Numa luta que se avizinhou renhida com os hambúrgueres gourmet, a barba elevou o estatuto a maior praga dos últimos tempos. Há quem a ame e decerto quem a odeie, não fosse uma vencedora. Não obstante, inevitavelmente a barba faz o homem: mais sábio, refinado ou talvez mais porco e desleixado.

 Relicário com um fio da barba do Profeta Celaleddin Rumi, conhecido mais tarde por Mevlâna, a ser contemplado pelas diversas mulheres que visitam o Mevlânâ Müzesi, em Konya, Turquia.

Relicário com um fio da barba do Profeta Celaleddin Rumi, conhecido mais tarde por Mevlâna, a ser contemplado pelas diversas mulheres que visitam o Mevlânâ Müzesi, em Konya, Turquia.

Uma pesquisa levada a cabo pelo Birmingham Trichology Centre, nas mãos de Carol Walker, especializada no estudo dos pêlos corporais (sim, há quem o faça!), comprovou que barbas volumosas levam a infecções de pele mais frequentes e à transmissão de germes para outras pessoas (nada que um bom aperto de mão não o faça). Mas a justificação é ainda mais pertinente: segundo Walker, isto acontece porque os pêlos da barba assumem um formato com base circular e convexa e vão afinando nas pontas tornando-se assim propícios à caça de germes e gordura – bem, catastrófico! Imaginem agora, as conclusões desta senhora se visse um barbudo minhoto a comer caldo verde.

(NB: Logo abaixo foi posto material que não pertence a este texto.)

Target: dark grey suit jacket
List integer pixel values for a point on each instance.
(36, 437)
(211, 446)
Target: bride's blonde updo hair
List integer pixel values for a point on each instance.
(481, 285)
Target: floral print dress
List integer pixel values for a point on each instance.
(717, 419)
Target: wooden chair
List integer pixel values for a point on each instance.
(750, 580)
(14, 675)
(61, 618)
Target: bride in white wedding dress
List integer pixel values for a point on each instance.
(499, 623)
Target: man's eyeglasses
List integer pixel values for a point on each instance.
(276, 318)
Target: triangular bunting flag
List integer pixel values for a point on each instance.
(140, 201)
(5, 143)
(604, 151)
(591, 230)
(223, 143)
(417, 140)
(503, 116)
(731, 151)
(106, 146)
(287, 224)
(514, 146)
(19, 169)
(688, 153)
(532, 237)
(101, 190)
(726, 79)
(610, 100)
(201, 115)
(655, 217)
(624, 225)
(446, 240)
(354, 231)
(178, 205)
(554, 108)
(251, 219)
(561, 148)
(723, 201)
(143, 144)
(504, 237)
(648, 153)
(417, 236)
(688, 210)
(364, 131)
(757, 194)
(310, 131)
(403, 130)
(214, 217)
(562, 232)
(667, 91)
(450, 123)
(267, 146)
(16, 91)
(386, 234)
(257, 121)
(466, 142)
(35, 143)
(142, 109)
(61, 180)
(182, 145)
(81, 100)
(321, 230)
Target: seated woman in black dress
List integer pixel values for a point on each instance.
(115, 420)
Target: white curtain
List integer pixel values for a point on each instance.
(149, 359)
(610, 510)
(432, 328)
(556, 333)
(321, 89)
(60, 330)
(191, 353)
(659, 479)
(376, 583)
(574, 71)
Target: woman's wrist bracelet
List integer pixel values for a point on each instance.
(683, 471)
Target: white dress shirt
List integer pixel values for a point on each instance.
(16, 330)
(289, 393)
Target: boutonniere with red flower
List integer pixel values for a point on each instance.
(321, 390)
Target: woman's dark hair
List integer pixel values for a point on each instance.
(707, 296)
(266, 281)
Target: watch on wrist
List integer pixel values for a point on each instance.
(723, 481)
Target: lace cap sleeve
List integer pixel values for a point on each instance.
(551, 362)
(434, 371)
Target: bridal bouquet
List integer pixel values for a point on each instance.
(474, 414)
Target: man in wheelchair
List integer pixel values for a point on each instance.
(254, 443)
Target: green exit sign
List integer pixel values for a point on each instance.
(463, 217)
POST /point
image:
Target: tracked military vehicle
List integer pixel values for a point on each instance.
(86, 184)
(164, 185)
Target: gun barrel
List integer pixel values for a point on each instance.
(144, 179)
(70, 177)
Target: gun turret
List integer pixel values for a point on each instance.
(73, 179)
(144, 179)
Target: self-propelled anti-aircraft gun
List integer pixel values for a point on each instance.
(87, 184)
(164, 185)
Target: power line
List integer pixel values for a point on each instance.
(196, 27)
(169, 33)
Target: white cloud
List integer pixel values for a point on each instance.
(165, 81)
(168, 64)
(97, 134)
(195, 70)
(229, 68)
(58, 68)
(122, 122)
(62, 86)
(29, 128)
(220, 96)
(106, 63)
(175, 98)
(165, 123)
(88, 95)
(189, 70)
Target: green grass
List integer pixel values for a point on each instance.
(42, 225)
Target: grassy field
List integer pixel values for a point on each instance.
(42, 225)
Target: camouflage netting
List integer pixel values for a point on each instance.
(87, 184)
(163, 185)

Walker vai com calma! Então e a defesa do direito a ser barbudo? É legítima, diz ela! “Bigodes que atingem a área nasal são capazes de parar ou até mesmo impedir que agentes alergénios entrem no nariz e sejam inalados pelos pulmões” – afinal a miúda não é da contra propaganda! E, mesmo que fosse, a ditadura está instalada e feita de contrariedades e desafios.

Há barbudos abarbarados de barba cheia ou de barba longa, de bigode ou com barba por fazer por não ter sido desfeita. Há aqueles que não escolheram a barba e aqueles em que a barba os escolheu. Todos eles com prazeres da vida que só um barbudo pode ter: a eterna companhia das horas vagas, o cafuné vespertino e o agasalho nos dias mais frios. No entanto, nem tudo são rosas e a vida de um barbudo nem sempre é fácil.

O barbudo tem dificuldade em economizar: passa a ter de lavar a barba com o champô que era para o cabelo.

O barbudo tem dificuldade em se alimentar: passa a ter cuidado sempre que leva uma colher de sopa à boca.

O barbudo tem distúrbios da personalidade: sempre que olha para a foto do BI.

O barbudo vive o pesadelo: sempre que apara a barba e o pêlo teima em não crescer.

O barbudo tem medo: sempre que uma lâmina se aproxima.

O barbudo tem muito medo: sempre que o cabeleireiro lhe trata das patilhas.

O barbudo é um gajo porreiro atrás de uma barba que nem sempre é macia!